Maximizing the decent work contribution of foreign direct investment

The first paragraph of the Tripartite Declaration of Principles concerning Multinational Enterprises and Social Policy (ILO MNE Declaration), through international direct investment, trade and other means, multinational enterprises can “make an important contribution to the promotion of economic and social welfare; to the improvement of living standards and the satisfaction of basic needs; to the creation of employment opportunities, both directly and indirectly; and to the enjoyment of human rights, including freedom of association, throughout the world”.

Multinational enterprises play a key role in innovation, trade, human capital formation, standards, and productivity. They also create demand in their supply chains, generate surpluses that can improve workers’ income and employment conditions, and generate know-how in ways that benefit other enterprises of all sizes. Foreign investors also tend to bring new technology and skills, which have additional economic and social development advantages. Facilitating the local transfer of good managerial and production processes, improving access to technology, and providing incentives to adopt standards are particularly promising in fostering the growth of small and medium enterprises.
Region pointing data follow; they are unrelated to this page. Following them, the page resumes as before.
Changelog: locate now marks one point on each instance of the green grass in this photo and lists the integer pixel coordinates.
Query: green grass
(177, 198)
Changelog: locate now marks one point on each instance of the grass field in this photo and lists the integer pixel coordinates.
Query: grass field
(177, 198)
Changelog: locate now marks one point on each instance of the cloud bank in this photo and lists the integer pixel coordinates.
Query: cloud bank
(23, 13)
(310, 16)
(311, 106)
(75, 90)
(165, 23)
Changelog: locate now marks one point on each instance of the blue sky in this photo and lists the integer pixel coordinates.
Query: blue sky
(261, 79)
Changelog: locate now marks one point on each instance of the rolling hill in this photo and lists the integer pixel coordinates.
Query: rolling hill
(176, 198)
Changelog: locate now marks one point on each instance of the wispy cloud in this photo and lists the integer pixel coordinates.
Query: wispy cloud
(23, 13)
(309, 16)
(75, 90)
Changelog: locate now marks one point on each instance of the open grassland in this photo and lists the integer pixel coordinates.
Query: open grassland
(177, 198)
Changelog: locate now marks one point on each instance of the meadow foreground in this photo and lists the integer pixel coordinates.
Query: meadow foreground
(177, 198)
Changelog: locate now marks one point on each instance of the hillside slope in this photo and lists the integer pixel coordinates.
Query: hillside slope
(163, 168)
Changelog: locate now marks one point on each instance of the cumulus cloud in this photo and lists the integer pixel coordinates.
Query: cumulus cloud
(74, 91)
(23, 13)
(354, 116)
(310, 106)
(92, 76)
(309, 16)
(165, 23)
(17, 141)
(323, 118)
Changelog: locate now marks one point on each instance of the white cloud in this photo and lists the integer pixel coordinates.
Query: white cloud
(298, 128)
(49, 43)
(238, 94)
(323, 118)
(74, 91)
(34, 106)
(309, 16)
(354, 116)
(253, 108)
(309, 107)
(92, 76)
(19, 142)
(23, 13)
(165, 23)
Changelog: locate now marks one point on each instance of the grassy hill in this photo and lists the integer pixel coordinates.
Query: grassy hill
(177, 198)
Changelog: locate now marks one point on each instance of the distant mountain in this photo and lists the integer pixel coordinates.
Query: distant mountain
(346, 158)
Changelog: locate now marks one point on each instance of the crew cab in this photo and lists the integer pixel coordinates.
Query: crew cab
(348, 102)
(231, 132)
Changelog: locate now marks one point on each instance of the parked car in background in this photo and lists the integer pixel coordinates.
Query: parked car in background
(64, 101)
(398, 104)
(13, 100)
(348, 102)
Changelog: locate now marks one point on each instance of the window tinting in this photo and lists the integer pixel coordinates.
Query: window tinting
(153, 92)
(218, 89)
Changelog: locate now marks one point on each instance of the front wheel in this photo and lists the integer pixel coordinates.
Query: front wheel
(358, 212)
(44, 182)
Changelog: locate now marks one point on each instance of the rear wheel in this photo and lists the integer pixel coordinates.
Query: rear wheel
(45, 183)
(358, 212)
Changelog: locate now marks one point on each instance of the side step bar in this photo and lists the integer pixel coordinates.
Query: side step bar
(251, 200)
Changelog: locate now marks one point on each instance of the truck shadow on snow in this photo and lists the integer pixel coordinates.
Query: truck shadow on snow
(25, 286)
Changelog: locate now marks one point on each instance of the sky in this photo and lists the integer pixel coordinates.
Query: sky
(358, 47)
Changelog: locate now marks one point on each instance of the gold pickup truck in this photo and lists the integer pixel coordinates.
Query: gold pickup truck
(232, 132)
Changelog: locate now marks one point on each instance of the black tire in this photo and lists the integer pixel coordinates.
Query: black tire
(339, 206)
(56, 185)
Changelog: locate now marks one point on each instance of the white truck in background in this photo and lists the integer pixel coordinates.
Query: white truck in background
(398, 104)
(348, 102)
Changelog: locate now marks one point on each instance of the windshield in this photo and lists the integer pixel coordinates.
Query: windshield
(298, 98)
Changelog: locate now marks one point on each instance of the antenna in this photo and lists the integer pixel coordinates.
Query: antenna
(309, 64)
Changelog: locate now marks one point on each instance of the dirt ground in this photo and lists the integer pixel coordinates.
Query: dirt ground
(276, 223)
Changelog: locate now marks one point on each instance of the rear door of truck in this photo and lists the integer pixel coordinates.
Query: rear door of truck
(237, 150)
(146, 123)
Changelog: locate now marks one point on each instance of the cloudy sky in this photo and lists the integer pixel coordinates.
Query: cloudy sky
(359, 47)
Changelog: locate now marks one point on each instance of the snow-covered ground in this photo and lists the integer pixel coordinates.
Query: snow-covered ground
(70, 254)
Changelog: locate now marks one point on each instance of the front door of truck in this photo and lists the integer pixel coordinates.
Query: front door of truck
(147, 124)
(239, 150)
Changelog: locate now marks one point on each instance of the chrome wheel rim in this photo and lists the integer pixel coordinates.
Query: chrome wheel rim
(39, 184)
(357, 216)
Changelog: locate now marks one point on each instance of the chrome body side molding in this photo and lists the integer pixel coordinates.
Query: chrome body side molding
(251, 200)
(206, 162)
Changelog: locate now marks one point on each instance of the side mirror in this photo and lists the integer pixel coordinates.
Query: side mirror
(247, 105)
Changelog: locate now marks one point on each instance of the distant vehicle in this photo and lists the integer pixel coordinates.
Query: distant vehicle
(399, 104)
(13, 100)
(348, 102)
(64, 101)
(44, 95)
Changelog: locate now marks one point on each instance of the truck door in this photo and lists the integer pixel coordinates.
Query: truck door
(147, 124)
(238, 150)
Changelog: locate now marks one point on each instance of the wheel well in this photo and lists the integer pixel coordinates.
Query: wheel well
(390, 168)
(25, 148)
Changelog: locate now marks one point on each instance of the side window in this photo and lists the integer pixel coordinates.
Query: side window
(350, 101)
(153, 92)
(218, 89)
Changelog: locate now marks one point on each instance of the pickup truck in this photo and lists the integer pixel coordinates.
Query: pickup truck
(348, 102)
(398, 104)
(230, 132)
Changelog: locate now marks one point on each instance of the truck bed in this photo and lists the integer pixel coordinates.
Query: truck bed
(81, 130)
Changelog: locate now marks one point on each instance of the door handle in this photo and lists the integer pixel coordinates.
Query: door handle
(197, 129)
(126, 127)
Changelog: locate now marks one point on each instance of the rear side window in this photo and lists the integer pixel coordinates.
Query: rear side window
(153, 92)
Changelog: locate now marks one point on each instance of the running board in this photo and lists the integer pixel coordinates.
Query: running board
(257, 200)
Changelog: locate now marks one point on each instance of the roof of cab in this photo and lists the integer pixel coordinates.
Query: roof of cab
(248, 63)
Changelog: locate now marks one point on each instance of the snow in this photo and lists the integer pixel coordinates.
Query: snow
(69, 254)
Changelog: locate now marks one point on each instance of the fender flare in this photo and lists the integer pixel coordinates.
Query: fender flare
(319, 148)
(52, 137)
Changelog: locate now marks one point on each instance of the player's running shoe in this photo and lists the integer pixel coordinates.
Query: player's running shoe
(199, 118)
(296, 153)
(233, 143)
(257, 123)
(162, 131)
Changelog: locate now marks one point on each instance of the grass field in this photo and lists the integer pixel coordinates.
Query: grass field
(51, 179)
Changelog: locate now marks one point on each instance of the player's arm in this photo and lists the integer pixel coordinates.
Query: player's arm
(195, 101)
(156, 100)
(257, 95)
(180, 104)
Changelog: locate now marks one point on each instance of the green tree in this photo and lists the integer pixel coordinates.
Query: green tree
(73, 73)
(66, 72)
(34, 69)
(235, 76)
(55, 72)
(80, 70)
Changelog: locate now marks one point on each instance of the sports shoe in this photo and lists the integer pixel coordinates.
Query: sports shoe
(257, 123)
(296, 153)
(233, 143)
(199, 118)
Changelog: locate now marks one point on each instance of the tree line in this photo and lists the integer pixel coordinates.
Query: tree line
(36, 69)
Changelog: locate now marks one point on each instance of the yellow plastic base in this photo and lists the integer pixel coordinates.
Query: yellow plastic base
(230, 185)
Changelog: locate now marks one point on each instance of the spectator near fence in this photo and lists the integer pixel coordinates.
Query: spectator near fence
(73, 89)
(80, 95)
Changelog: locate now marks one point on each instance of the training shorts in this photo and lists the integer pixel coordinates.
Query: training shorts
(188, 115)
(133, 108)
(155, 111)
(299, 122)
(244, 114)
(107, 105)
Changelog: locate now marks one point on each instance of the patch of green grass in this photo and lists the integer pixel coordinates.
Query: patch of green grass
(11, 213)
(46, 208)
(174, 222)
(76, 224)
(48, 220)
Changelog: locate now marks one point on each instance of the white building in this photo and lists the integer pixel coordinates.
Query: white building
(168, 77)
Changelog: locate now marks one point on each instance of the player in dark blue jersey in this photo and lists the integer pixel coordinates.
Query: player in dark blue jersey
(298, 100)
To support governments in their efforts to maximize the decent work contribution of foreign direct investment (FDI) while ensuring international policy coherence, in 2016, ILO and the World Association of Investment Agencies (WAIPA) signed a cooperation agreement on FDI and decent jobs, sustainable businesses, more inclusive growth and better sharing of the benefits of foreign direct investment (FDI). ILO, with its International Training Centre (ITC-ILO), and WAIPA regularly co-organize courses on investment facilitation, sustainable development and decent work, using the MNE Declaration as the basis. Other contributing partners include UNCTAD and UNIDO.

ILO and ITC-ILO also collaborate with UNCTAD, UNIDO, UN-OHRLLS, and WAIPA to undertake a needs survey and develop an Executive College for training IPAs from 20 least developed countries (Afghanistan, Djibouti, Eritrea, Gambia, Haiti, Kiribati, Liberia, Madagascar, Malawi, Mozambique, Rwanda, Sao Tome and Principe, Senegal, Somalia, South Sudan, Sudan, Timor Leste, Togo, Tuvalu and Uganda). The survey is part of Phase I of a two phased “Capacity Development Programme for Investment Promotion Agencies of Least Developed Countries”, funded by the Enhanced Integrated Framework (EIF).